Ancienne gymnaste et plongeuse de haut niveau, Maxine s’est hissée jusqu’à la grande finale de Koh-Lanta, les armes secrètes, qui débute ce soir avec la mythique course d’orientation. Pour Ecolosport, l’aventurière revient sur son parcours dans l’émission et sur son engagement en faveur de l’environnement.

Maxine, en tant qu’ancienne sportive de haut niveau, vous avez participé à de nombreux événements sportifs internationaux. Est-ce que Koh-Lanta représentait un défi plus immense encore ?

Maxine : Oui, sincèrement, Koh-Lanta représentait le défi ultime pour moi. Je n’ai pas achevé ma carrière de plongeuse comme je le souhaitais, étant donné que j’ai arrêté ma carrière avant les Jeux Olympiques de Rio en 2016. Depuis mon arrêt du sport de haut-niveau, plusieurs défis me sont venus en tête, dont Koh-Lanta. Je regarde cette aventure depuis que je suis toute petite. C’était vraiment un challenge pour sortir de ma zone de confort, partir dans l’inconnu, loin de ma famille. Je voulais voir, dans ces conditions, comment j’allais pouvoir m’en sortir. C’était une aventure incroyable.

Quelle qualité acquise par le biais du sport de haut niveau vous a le plus aidée sur Koh-Lanta, que ce soit sur le camp ou dans les épreuves ?

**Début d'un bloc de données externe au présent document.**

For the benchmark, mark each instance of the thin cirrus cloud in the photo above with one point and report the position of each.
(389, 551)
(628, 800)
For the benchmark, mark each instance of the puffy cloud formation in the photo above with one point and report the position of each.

Maxine : Il y en a plusieurs. Quand on fait du sport pendant des années, on vit beaucoup d’expériences. Très jeune, je voyageais seule à l’autre bout du monde pour des compétitions. On apprend à être très sociable, à se débrouiller tout seul et à s’adapter à l’environnement dans lequel on évolue. Je me suis rendue compte sur l’île que j’avais cette faculté à m’adapter et à m’intéresser aux gens, à leur histoire… Je suis persuadée que ça m’a été très utile. Et puis, au niveau sportif, la gymnastique et le plongeon m’ont permis d’être complète sur les épreuves. L’équilibre, c’était mon point fort et je m’y attendais. Mais sur Koh-Lanta, on est sûrs de rien à l’avance. Faire de l’équilibre en salle, ce n’est pas la même chose que de le faire sur une poutre en bord de plage avec la pression. Sur les épreuves de patience et de dextérité, j’ai pu réaliser de bonnes performances, et je pense que la gym y est pour beaucoup dans mon parcours. Koh-Lanta, c’est un tout entre la stratégie, la survie, les relations, les performances sportives. Sur le camp, j’étais très curieuse de découvrir de nouvelles techniques de survie, pour trouver de la nourriture… J’ai pris conscience que j’étais très heureuse avec pas grand-chose.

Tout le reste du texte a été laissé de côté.